No, she was safe, and he knew it.
“Go on, then,” he told her, still smiling that weirdly chilling smile. “I’ll find you another day.”
“Bring it on,” she boasted, feeling the need to do a little intimidating of her own. “How do you think I got this power, huh? By watching one of your pals turn into dust bunnies, that’s how. So maybe you should think about that.”
His features creased into a worried frown, and Maggie felt a little better. Then she reached the end of the aisle and made a sharp right. “Screw the salad,” she told Eileen. “We’re going home.”
Chapter Five
B
y the following day Maggie was starting to get used to the whole power thing. Or maybe she was just delusional. She was still getting floaty at odd times, and she was strong enough that she had to remember to pick things up gently or all she was left with were shards of whatever she’d had before.

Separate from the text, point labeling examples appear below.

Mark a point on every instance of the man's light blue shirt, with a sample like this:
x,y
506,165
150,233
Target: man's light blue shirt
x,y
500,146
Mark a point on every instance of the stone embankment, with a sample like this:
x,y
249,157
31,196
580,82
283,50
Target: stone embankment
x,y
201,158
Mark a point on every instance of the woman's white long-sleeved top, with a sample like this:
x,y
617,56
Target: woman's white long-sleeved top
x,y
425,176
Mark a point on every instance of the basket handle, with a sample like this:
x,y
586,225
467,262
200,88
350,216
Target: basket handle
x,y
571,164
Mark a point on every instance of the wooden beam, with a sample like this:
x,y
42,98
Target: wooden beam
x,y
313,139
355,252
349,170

Her eyesight was now incredible, but her ears were starting to look a little pointy—so thank God her hair was long. But the best part so far? Faery power did a real number on her metabolism, so she could eat as much as she wanted without worrying about it. Apparently flying/floating really burned up the calories. And she was thinking about putting in a bid to paint the local law office’s windows. Those fifteen-footers had intimidated her before, but now no window was too high—as long as she painted when there was no one around. Finally: good news. She hadn’t seen Culhane in a while, but she didn’t know whether to classify that as good or bad.

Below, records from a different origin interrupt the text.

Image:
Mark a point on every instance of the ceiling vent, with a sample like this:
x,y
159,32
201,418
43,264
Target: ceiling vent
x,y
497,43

Her hormones were disappointed, but Maggie wasn’t sure she agreed.
Dinner was over, and Maggie and Eileen did the dishes together. In the otherwise quiet house they listened to the wail of the wind as it swept in off the ocean and rattled the windowpanes. Outside, the night was thick, and as cold as it got on a Southern California winter evening. Inside, lamplight burned, and Eileen sat at the kitchen table to do her homework, much as her mother and Maggie had done when they were girls.
“I hate math.”
“Who doesn’t?” Maggie reached across, tapped her finger on Eileen’s paper and said, “You forgot to divide that fraction first.”
“How’d you know that? You don’t do math, either.”

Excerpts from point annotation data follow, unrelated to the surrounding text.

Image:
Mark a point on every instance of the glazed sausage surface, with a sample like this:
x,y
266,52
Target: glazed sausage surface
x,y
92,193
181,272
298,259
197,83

“Some things you have to learn, whether you like it or not.”
Hmm.
Hadn’t she just told Culhane she wasn’t interested in his version of education? Maybe she’d been wrong about that. Remembering that guy in the grocery store, she told herself that maybe this training was something she’d just have to do—at least until she found a way out of this mess. After all, if she could deal with numbers, how hard could training be?
Eileen lifted her gaze. “Why do I need to know this? Isn’t that why people invented calculators?”
Maggie’d once wondered the same thing, but since opening her own business she’d found it helped to understand more about numbers than you found on a keypad. “Who do you think invented calculators?”
Eileen brightened. “Nerds?”
“Rich ones,” Maggie pointed out with a grin. “Understanding math made them rich.”
The girl blew out a single disgusted breath. “Fine, fine, but I’m going to be a writer, and we don’t need math.”
“Yeah? What about making sure people aren’t stealing from you? And counting all your royalties? Knowing how much of your money you need for taxes and living and saving? And what about retirement?”